1. Field of the Invention
This invention relates to ring laser gyroscopes and more particularly to controlling the optical path length in a laser gyro.
2. Description of the Prior Art
In operating a ring laser gyroscope, the optical path length of the laser beam travelling within an optical cavity formed by three or more mirrors must be adjusted to an integral number of wavelengths around the optical path. Temperature and other environmental variations can change the optical path length necessitating path length readjustment at frequent intervals. Usually path length is maintained at a resonant cavity peak where the output power, as evidenced by beam intensity, is held at near peak intensity by a control servo loop. Elements in this control loop include an optical sensor (e.g., photodiode), amplifier, phase detector, integrator and an electro-mechanical driver (a servo) which moves one of the mirrors toward or away from the center of the optical cavity plane along a normal to the mirror surface. To maintain the output beam intensity at near peak intensity, a sinusoidal "dither signal" is often applied to the servo drive, which tends to detune the cavity slightly. The sinusoidal signal is also applied as a reference signal to a phase detector to supply an average error signal back to the servo and bring the cavity tuning back to the peak resonant condition. Most ring gyros currently use this method of maintaining path length control.

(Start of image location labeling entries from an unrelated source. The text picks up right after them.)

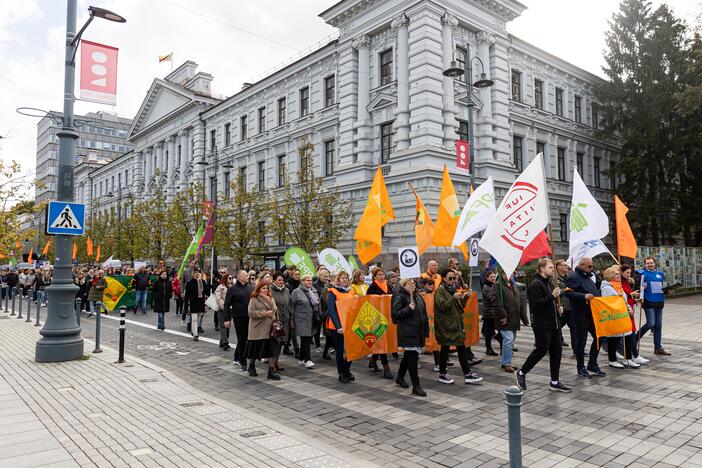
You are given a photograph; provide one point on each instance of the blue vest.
(654, 285)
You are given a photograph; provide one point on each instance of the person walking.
(259, 344)
(95, 295)
(488, 313)
(654, 300)
(545, 324)
(509, 310)
(340, 289)
(161, 292)
(196, 292)
(449, 328)
(305, 306)
(225, 282)
(236, 312)
(410, 315)
(581, 287)
(378, 287)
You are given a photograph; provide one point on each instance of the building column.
(402, 121)
(362, 125)
(448, 23)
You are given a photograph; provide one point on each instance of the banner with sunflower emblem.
(368, 327)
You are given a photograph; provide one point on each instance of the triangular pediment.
(161, 100)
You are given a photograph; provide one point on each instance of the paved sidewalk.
(97, 413)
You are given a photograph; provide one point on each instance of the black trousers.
(409, 362)
(241, 327)
(462, 358)
(583, 326)
(548, 340)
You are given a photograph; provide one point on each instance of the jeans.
(140, 301)
(508, 337)
(548, 340)
(654, 321)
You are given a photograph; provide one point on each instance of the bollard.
(98, 306)
(36, 324)
(29, 305)
(514, 420)
(122, 331)
(77, 305)
(12, 291)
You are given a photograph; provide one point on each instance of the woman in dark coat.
(196, 292)
(410, 315)
(161, 294)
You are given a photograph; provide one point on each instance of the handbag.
(211, 302)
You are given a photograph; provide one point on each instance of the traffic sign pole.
(61, 340)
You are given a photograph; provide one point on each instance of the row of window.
(539, 99)
(304, 100)
(518, 153)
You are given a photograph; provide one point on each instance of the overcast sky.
(212, 33)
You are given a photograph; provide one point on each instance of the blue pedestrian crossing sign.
(65, 218)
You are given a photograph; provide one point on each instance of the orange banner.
(610, 315)
(368, 327)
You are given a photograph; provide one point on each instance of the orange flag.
(449, 215)
(378, 212)
(423, 226)
(626, 244)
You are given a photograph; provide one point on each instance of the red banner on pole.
(98, 73)
(462, 157)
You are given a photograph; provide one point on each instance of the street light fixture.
(61, 340)
(454, 71)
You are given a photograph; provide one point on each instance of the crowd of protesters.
(284, 312)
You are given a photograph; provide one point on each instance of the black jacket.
(236, 302)
(580, 283)
(542, 304)
(412, 325)
(162, 293)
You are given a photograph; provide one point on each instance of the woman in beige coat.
(262, 312)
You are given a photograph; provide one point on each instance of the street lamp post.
(454, 72)
(215, 167)
(61, 340)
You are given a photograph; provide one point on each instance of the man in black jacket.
(544, 316)
(236, 311)
(581, 287)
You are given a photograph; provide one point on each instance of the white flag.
(588, 221)
(588, 249)
(477, 212)
(522, 215)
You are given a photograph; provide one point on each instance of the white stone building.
(377, 95)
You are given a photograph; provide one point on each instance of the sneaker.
(558, 387)
(472, 378)
(521, 379)
(445, 378)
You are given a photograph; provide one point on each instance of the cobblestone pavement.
(645, 417)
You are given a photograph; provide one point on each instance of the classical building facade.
(376, 95)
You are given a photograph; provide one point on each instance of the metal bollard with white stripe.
(122, 331)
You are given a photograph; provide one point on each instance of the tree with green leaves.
(241, 226)
(306, 213)
(647, 53)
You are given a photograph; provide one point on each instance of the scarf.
(383, 285)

As is well known to those skilled in the art, laser gyros typically employ some form of biasing to prevent frequency lockup at low rotation rates of the two optical beams counter-rotating in the cavity. In some laser gyros the biasing is mechanically induced by "dithering" the gyro (i.e., rotation of the gyro structure in the plane of the optical cavity). Other laser gyros employ a mirror having a magnetic coating to provide the bias needed to prevent frequency lockup of the counter-rotating beams at low rotation rates. Such "magnetic" mirrors can be switched to either of two stable states. The magnetic mirror provides a slight phase shift in the wavefront of an optical beam upon reflection from the magnetic mirror surface due to the "Kerr magneto-optic effect." For a given magnetic mirror state, this phase shift is different for the optical ight moving in one direction than it is for light moving in the opposite direction along the same optical path, resulting in a difference in frequencies between the two counter-rotating beams even when the gyro is not being rotated about its axis (normal to the laser plane). By using a combining prism, the two counter-rotating beams can be made nearly colinear to produce an output optical signal proportional to the difference in frequency between the two beams (because of the interference between the beam frequencies).
In maintaining the cavity tuning at a resonance peak, however, the magnetic mirror of a magnetically dithered gyro can introduce an additional error source over the more conventional "mechanically dithered ring laser gyro" or "rate biased ring laser gyro" when the optical path length is controlled by utilizing a dither signal to slightly detune the cavity as discussed above. As will be described more fully hereinbelow, dithering the path length control mirror position in a "magnetically dithered" gyro can introduce output rate errors, because the apparent output rate is altered by the dither signal.